What specific programs have you established to deliver the type of customer service you expect for your residents?

TODD POPE, Simpson Property Group: We established our own credo of customer service with guiding principles. Some of our regionals and properties get together weekly or so for morning coffee to discuss [customer service expectations]. We encourage folks to let us know when they get a nice letter or compliment; we share [that feedback] with everyone via email each Monday. Our emphasis on the program has receded a bit, but I think that's a good thing, because you would [prefer that employees not just respond to a specific customer service program], but [just provide good service as] they do their jobs every day.

What results have you seen?

POPE: We started doing this at the same time as we began surveying our residents through CEL & Associates, and we've seen our scores go up each year. We've also won their "A list" award for the highest service score for our size company for the past two years. (We've gotten our response rate up to 37 percent as well, so we feel like we're getting an excellent cross-section of residents.) We've also made a portion of our incentive compensation for everyone from the maintenance supervisors to community managers and on up to me dependent on how we do on our CEL scores.

SADOSKY: We're embarking on the implementation of an enterprise-wide system that will address not only on-site leasing, maintenance, procurement, and yield management, but will also include tracking maintenance calls, timing, and so forth. ... For us, the big [project] over the next 12 months will be centralizing our data so it can be at everyone's fingertips. We're also upping the number of computers at every location so every employee has access to a computer. Don't get me wrong–I don't mean to keep coming back to technology, because technology is only one piece. Without hiring the right people, training the right people, and continually working with the right people, technology will only see limited success.

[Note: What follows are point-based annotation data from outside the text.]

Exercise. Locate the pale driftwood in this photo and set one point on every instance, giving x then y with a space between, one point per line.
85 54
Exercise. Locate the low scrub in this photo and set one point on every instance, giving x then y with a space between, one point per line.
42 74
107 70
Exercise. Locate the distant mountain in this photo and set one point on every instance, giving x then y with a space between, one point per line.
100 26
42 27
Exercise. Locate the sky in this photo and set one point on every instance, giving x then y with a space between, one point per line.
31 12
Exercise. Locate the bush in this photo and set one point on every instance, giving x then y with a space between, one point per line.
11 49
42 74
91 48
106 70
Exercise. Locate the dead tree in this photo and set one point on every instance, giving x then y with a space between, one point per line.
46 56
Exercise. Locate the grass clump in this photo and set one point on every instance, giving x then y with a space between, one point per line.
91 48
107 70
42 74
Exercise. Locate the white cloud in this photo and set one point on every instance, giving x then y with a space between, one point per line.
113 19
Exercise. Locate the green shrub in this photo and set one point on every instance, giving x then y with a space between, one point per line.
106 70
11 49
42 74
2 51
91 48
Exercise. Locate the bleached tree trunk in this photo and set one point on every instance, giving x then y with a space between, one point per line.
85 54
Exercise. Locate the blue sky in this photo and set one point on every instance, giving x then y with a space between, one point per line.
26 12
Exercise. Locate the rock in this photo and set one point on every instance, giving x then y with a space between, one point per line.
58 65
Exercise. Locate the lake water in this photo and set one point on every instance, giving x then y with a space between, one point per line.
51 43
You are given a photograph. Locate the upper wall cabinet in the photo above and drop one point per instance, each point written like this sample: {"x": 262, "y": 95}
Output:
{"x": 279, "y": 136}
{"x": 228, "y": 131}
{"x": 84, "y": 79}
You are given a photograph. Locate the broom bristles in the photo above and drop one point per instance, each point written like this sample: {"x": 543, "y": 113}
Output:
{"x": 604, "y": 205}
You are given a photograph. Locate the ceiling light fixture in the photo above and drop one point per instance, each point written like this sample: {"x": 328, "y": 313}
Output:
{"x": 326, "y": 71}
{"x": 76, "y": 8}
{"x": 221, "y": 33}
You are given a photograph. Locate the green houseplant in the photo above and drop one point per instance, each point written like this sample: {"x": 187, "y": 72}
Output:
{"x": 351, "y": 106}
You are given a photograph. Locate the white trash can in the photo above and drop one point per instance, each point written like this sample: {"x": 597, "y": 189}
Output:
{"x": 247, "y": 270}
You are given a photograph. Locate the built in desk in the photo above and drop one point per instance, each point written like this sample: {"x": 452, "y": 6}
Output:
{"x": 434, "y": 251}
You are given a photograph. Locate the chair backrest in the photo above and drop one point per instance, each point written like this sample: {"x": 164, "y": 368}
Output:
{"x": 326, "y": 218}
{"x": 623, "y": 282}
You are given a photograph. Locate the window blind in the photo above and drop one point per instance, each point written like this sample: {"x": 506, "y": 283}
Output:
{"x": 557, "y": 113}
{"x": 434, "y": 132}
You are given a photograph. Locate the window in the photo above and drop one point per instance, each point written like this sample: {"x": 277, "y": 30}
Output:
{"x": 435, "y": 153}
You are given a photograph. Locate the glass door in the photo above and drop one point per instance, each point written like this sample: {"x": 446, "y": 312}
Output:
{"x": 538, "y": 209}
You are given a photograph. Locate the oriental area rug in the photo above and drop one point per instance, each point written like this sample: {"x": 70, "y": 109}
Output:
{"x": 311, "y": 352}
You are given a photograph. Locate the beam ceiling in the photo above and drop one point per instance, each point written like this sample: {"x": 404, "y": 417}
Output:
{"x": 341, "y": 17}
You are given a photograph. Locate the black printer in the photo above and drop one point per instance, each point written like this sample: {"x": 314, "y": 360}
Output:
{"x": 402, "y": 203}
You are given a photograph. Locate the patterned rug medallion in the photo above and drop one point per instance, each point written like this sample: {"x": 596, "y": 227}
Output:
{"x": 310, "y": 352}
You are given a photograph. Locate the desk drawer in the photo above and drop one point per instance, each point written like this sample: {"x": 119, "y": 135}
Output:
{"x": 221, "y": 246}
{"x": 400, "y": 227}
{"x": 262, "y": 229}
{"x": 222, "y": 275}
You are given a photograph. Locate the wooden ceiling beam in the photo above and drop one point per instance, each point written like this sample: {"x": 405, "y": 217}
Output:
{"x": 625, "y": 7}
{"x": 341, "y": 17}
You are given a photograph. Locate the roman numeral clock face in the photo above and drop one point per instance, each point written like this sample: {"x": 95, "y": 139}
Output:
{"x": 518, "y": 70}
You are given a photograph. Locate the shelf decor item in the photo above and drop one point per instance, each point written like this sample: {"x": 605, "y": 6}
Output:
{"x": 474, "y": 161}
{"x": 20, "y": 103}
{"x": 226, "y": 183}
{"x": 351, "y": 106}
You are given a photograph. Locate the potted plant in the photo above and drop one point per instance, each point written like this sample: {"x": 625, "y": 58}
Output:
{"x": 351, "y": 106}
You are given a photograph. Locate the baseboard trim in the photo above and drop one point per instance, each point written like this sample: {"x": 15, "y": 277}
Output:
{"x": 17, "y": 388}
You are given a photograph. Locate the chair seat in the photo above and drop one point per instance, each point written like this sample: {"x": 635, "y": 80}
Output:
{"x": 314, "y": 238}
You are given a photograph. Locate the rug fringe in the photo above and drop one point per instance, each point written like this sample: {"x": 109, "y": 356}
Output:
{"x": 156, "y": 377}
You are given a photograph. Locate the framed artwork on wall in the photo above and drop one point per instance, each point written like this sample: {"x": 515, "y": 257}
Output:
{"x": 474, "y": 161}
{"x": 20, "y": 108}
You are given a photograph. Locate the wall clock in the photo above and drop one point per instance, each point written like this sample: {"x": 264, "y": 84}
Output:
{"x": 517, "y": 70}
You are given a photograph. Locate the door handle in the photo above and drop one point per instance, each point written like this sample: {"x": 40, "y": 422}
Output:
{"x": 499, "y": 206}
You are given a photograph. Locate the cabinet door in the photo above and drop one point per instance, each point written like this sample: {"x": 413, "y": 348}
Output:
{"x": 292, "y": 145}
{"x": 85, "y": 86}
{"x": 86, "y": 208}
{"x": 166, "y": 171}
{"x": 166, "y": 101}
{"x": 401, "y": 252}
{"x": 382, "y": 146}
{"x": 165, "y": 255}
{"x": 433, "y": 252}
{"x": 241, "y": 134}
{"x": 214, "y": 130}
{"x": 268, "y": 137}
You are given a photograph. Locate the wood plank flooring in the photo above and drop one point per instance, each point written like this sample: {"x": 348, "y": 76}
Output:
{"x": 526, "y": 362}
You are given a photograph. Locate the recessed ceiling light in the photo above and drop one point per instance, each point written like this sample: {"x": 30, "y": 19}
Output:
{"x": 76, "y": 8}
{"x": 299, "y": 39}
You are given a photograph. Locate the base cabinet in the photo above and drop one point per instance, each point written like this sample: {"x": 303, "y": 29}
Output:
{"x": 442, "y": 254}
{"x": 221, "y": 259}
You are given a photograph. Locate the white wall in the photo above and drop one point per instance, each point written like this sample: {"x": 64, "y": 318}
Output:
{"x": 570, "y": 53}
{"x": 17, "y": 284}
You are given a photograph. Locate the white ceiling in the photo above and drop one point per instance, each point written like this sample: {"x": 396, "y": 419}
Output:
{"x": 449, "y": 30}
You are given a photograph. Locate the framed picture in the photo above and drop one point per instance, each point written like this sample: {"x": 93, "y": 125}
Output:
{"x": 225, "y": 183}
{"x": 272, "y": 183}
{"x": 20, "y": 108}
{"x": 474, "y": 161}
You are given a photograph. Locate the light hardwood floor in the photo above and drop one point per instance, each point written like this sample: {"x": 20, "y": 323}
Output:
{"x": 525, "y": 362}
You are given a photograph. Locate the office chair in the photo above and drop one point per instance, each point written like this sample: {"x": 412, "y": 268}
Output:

SMITH: We are [focusing on hiring]. I'm fascinated by Enterprise Rent-A-Car, because they are pretty consistent throughout the country [in terms of customer service]. I've rented a lot of cars from them, and they are fun. They are also one of the top hirers of college students across the country. We're trying to learn from what they do so we can attract more college grads that are looking for a career. ... We also do a lot of surveys. We just did our first electronic survey, which was pretty successful. We're measuring not only how people are rating us, but how they rate us relative to how important they feel the particular item is. That's been a big eye opener.

Can you give an example?

SMITH: A surprising thing to us was the relevance they placed on the interiors of their apartments. Regardless of whether the property was a class B or class A, the finishes and interiors were very important to residents. On a scale of 1 to 5, they might have rated them a 4.5, and then they rated how they felt about their own apartment. We asked questions with regards to service, courtesy and professionalism, response time, and problem resolution. It's been instrumental in giving us guidance in what we want to do.

Did you learn anything?

SMITH: We learned that we need to spruce up our apartments! We're in Washington, D.C., where the housing prices are so high–anyone in California has the same issue–and so people are in apartments longer than they want to be. They'd like to buy a house, but they're not getting there. So they're watching their friends buy houses or condos, and they're looking at Restoration Hardware and Pottery Barn catalogs, and that's what they want their apartments to look like. We were a little surprised–we were looking for ways to improve our service, and we realized what we need to do is replace our appliances! But that's all about listening to your customers.